Other less lovable invasive Florida species, such as the Burmese python, are far easier to cull without raising a public outcry, Johnson said.

And so, since 2012, efforts to thin Silver River’s monkeys have stopped. Instead of trying to manage the population, officials warn tourists to keep their distance.

“We tell people not to approach them, not to feed them, because we want people to stay safe,” said Craig Littauer, a park services specialist. He emphasized that the monkeys are just one of a host of local wild animals, from black bears to bobcats, that can act unpredictably.

The Florida Park Service posts signs and fliers reminding people to “keep a safe distance” from wildlife, and staff may temporarily close areas where they spot monkeys during morning “safety and maintenance checks,” said Weesam Khoury, a spokesperson for the Florida Department of Environmental Protection.

It wasn’t always illegal to feed the macaques. That policy came in 2018, as state authorities warned the monkey population was spilling beyond the park, which sits just a 20-minute drive from the city of Ocala.

Monkey attacks — including one captured in a viral video — had raised concerns about aggression toward visitors. A study published in a journal of the Centers for Disease Control and Prevention had also fueled worries about herpes B, describing a “public health concern” while concluding that up to 30 percent of Silver Spring State Park’s macaques shed the virus in their saliva, urine and feces.

People can get herpes B from an infected monkey via a scratch, bite or contact with the monkey’s eyes, nose and mouth, according to the CDC. The virus brings symptoms much like those of the flu, but they can escalate to brain damage or death in humans if they remain untreated.
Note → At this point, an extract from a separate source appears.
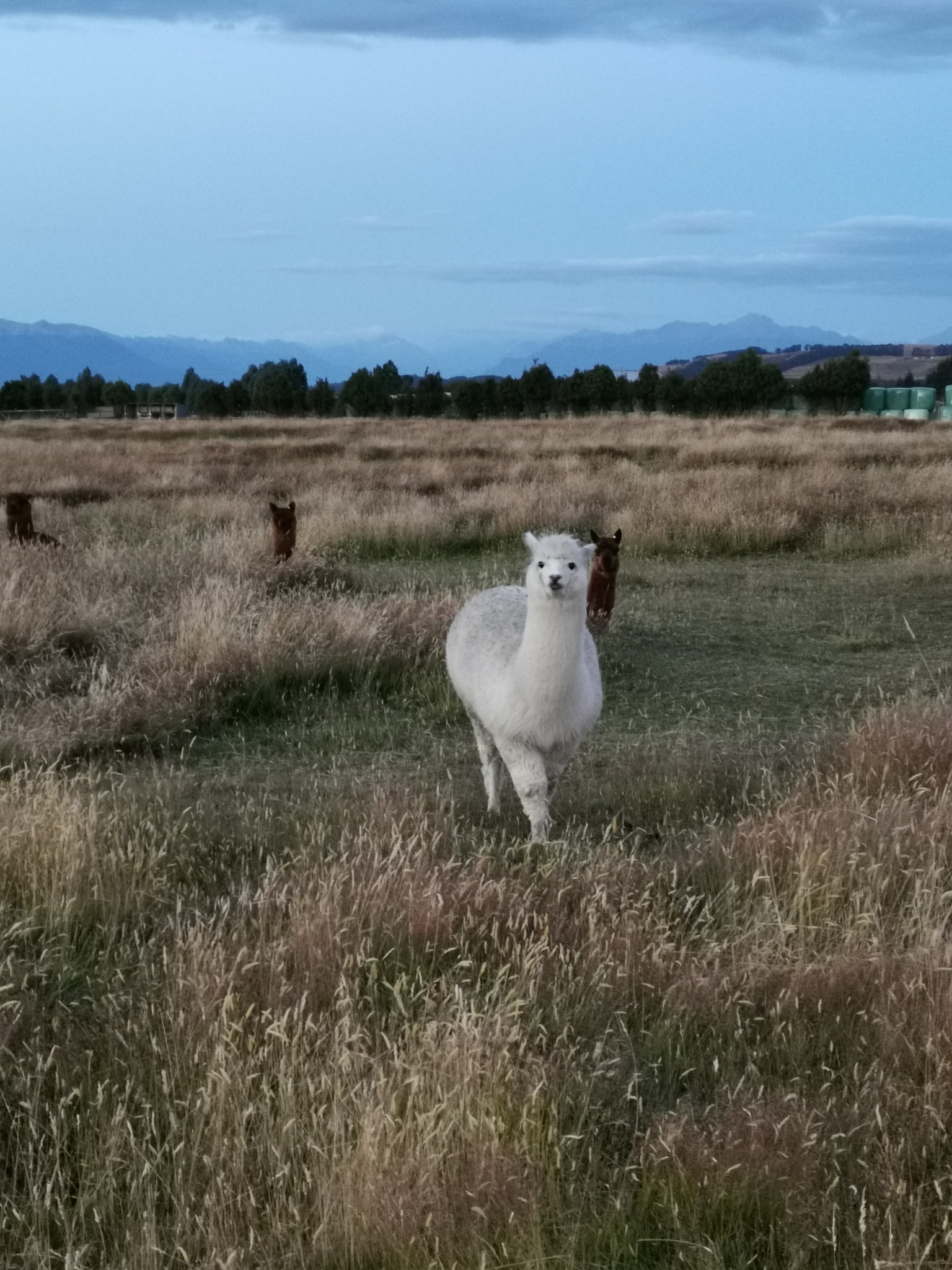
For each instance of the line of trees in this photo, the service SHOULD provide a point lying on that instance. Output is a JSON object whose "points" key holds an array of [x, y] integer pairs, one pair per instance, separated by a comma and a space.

Experts caution that such human cases are rare. There is one recorded case of the virus spreading person-to-person.

Carli Segelson, a spokeswoman for the Florida Fish and Wildlife Conservation Commission, told The Post in an email at the time of the new monkey feeding ban that the commission “supports active management” but did not give specifics.

While she said the macaques have “bitten or scratched multiple people in Florida,” authorities have yet to record an instance of the monkeys passing their herpes B to humans in the wild.

The commission is “working with our partners to explore possible options to remove the threat of free-roaming monkeys in Florida,” Segelson wrote back in 2018. But researchers say there has been no movement since, and Segelson referred questions about monkey removals to the state’s Department of Environmental Protection.

The primates appear alluring as ever to park patrons.

“First thing everyone asks about is the monkeys,” Nick Bozman, who transports tourists on the river, told the Ocala Star-Banner recently. “They are good for my business.”

He knows there are costs, too.

“They are not supposed to be here,” he told the paper. “It’s a double-edged sword.”

Karin Brulliard contributed to this report.